Macroscopic Superpositions of Phase States with Bose-Einstein Condensates
F. Piazza, L. Pezze', and A. Smerzi

TL;DR
This paper demonstrates how Bose-Einstein condensates can be used to create and observe macroscopic quantum superpositions of phase states, with experimental signatures detectable through interference patterns, even considering decoherence effects.
Contribution
It introduces a method to generate and analyze macroscopic superpositions of phase states in BECs, highlighting their robustness and experimental feasibility.
Findings
Superpositions can be created in BECs trapped in periodic potentials.
Interference patterns reveal phase superpositions and depend on atom number parity.

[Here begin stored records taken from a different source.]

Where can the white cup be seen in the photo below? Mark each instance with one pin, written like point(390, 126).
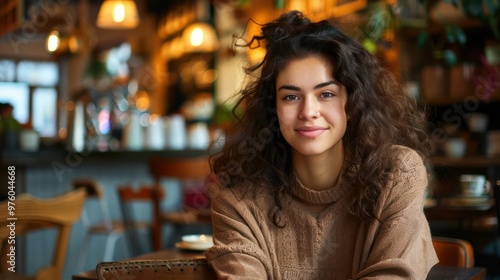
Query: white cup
point(474, 185)
point(199, 137)
point(454, 147)
point(29, 140)
point(177, 135)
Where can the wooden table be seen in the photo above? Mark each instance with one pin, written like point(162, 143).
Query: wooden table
point(455, 273)
point(436, 273)
point(163, 254)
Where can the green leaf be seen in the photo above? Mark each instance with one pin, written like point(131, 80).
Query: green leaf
point(493, 6)
point(450, 34)
point(450, 57)
point(370, 46)
point(460, 35)
point(422, 39)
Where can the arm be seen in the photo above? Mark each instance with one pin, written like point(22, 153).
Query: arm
point(236, 253)
point(402, 246)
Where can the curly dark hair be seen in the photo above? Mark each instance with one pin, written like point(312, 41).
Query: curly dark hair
point(380, 115)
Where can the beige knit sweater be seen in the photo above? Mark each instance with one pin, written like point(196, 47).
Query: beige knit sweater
point(331, 244)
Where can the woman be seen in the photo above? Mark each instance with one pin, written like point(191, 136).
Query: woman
point(323, 176)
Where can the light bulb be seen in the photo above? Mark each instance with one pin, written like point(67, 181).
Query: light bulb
point(119, 12)
point(53, 41)
point(196, 37)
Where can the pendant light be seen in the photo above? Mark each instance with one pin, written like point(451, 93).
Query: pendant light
point(118, 14)
point(200, 37)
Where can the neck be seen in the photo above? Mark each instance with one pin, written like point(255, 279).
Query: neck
point(319, 172)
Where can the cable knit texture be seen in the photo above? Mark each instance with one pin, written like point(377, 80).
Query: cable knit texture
point(331, 244)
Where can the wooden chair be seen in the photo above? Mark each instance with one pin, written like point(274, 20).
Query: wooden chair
point(32, 214)
point(103, 225)
point(187, 171)
point(453, 252)
point(180, 269)
point(129, 197)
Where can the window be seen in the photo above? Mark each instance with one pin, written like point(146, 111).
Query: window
point(22, 82)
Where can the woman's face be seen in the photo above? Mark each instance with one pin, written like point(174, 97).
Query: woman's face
point(310, 105)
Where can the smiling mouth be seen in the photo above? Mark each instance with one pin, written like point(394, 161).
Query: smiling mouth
point(310, 132)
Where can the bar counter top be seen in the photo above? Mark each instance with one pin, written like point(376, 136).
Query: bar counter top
point(47, 155)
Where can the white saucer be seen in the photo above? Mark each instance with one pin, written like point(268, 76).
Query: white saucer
point(194, 246)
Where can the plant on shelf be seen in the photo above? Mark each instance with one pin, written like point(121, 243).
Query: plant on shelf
point(452, 15)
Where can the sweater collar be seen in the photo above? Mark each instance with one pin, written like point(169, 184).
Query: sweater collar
point(319, 197)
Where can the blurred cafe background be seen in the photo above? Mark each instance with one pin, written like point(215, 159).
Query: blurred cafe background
point(94, 90)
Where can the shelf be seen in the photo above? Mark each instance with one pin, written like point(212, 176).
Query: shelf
point(471, 161)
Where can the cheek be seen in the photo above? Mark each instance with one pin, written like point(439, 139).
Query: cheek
point(284, 116)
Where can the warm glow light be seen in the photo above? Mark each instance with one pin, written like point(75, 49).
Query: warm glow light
point(53, 41)
point(199, 37)
point(118, 14)
point(196, 37)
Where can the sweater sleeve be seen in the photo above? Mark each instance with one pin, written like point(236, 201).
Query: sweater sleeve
point(402, 245)
point(237, 252)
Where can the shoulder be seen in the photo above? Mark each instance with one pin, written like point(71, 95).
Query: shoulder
point(409, 169)
point(406, 157)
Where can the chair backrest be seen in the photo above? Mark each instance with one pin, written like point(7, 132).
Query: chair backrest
point(453, 252)
point(128, 196)
point(95, 192)
point(179, 269)
point(34, 213)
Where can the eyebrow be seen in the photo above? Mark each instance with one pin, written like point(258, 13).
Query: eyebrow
point(290, 87)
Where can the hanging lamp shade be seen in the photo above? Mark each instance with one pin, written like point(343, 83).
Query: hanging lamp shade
point(200, 37)
point(118, 14)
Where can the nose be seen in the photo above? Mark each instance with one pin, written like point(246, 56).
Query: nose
point(310, 108)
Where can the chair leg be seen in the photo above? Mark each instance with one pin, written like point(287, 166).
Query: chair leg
point(82, 253)
point(110, 247)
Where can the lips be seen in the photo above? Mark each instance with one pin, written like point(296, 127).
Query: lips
point(310, 131)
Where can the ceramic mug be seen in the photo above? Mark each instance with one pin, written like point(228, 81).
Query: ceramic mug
point(455, 147)
point(474, 185)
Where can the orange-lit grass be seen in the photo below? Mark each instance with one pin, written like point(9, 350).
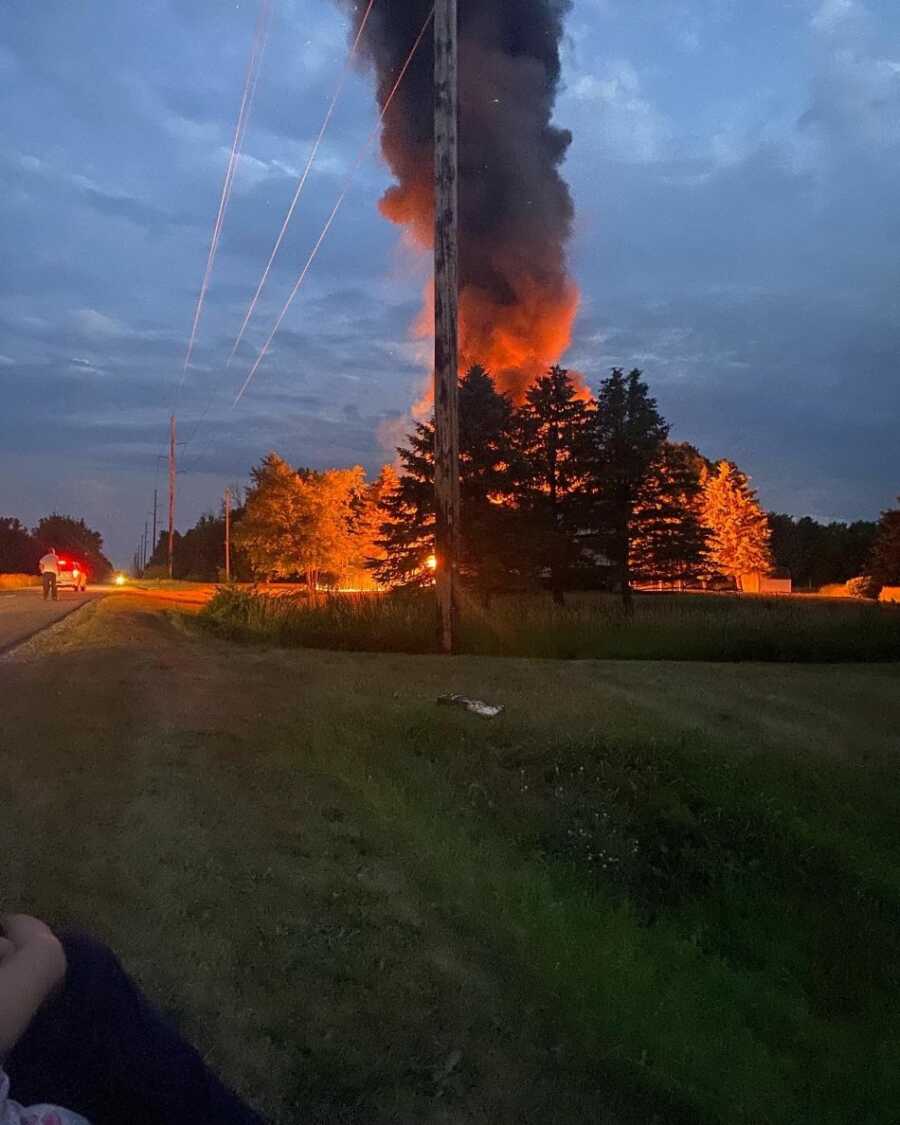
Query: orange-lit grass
point(592, 626)
point(18, 581)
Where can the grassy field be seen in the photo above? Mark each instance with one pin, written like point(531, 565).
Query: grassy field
point(683, 627)
point(18, 581)
point(647, 892)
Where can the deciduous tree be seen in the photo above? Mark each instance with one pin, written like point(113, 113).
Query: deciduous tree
point(884, 565)
point(66, 533)
point(628, 433)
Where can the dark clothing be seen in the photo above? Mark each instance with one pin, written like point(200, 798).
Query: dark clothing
point(98, 1047)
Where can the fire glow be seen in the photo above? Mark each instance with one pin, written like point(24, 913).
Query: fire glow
point(518, 303)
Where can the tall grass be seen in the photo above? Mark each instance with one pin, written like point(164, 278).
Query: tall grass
point(18, 581)
point(663, 628)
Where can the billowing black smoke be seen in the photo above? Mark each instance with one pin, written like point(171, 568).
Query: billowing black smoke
point(516, 299)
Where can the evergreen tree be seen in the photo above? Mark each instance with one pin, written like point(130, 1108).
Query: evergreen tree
point(550, 471)
point(884, 564)
point(628, 434)
point(19, 551)
point(406, 541)
point(368, 516)
point(739, 533)
point(668, 540)
point(487, 547)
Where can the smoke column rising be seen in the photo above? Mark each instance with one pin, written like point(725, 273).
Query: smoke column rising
point(518, 303)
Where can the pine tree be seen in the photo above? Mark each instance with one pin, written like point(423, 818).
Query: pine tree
point(367, 519)
point(884, 563)
point(739, 531)
point(485, 453)
point(668, 540)
point(628, 433)
point(550, 470)
point(407, 529)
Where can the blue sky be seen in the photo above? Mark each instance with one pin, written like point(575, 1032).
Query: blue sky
point(736, 170)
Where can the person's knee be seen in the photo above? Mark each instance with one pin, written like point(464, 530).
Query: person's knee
point(90, 964)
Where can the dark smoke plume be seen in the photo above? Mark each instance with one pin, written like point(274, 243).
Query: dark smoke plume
point(516, 300)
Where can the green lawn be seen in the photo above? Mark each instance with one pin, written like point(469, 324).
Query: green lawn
point(647, 889)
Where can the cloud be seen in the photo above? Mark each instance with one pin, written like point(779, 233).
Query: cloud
point(831, 14)
point(629, 125)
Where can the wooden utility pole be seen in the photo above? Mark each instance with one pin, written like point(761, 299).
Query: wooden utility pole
point(446, 316)
point(172, 497)
point(227, 534)
point(155, 502)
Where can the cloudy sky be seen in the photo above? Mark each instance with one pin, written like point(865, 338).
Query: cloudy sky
point(736, 170)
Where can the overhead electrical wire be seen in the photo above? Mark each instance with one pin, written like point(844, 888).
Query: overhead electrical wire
point(330, 221)
point(302, 181)
point(243, 117)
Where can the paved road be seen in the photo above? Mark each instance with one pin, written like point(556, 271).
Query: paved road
point(24, 612)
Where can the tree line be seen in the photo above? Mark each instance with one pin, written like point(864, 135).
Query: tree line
point(21, 548)
point(565, 491)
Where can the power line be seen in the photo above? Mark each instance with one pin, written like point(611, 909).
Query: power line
point(330, 221)
point(302, 181)
point(243, 116)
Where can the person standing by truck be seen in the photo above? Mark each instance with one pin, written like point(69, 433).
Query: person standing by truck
point(50, 572)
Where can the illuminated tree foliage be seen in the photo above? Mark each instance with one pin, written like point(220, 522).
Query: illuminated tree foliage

Superpositions remain observable with current technology for small atom numbers.
Abstract
Quantum superpositions of macroscopically distinguishable states having distinct phases can be created with a Bose-Einstein condensate trapped in a periodic potential. The experimental signature is contained in the phase distribution of the interference patterns obtained after releasing the traps. Moreover, in the double well case, this distribution exhibits a dramatic dependence on the parity of the total number of atoms. We finally show that, for single well occupations up to a few hundred atoms, the macroscopic quantum superposition can be robust enough against decoherence to be experimentally revealable within current technology.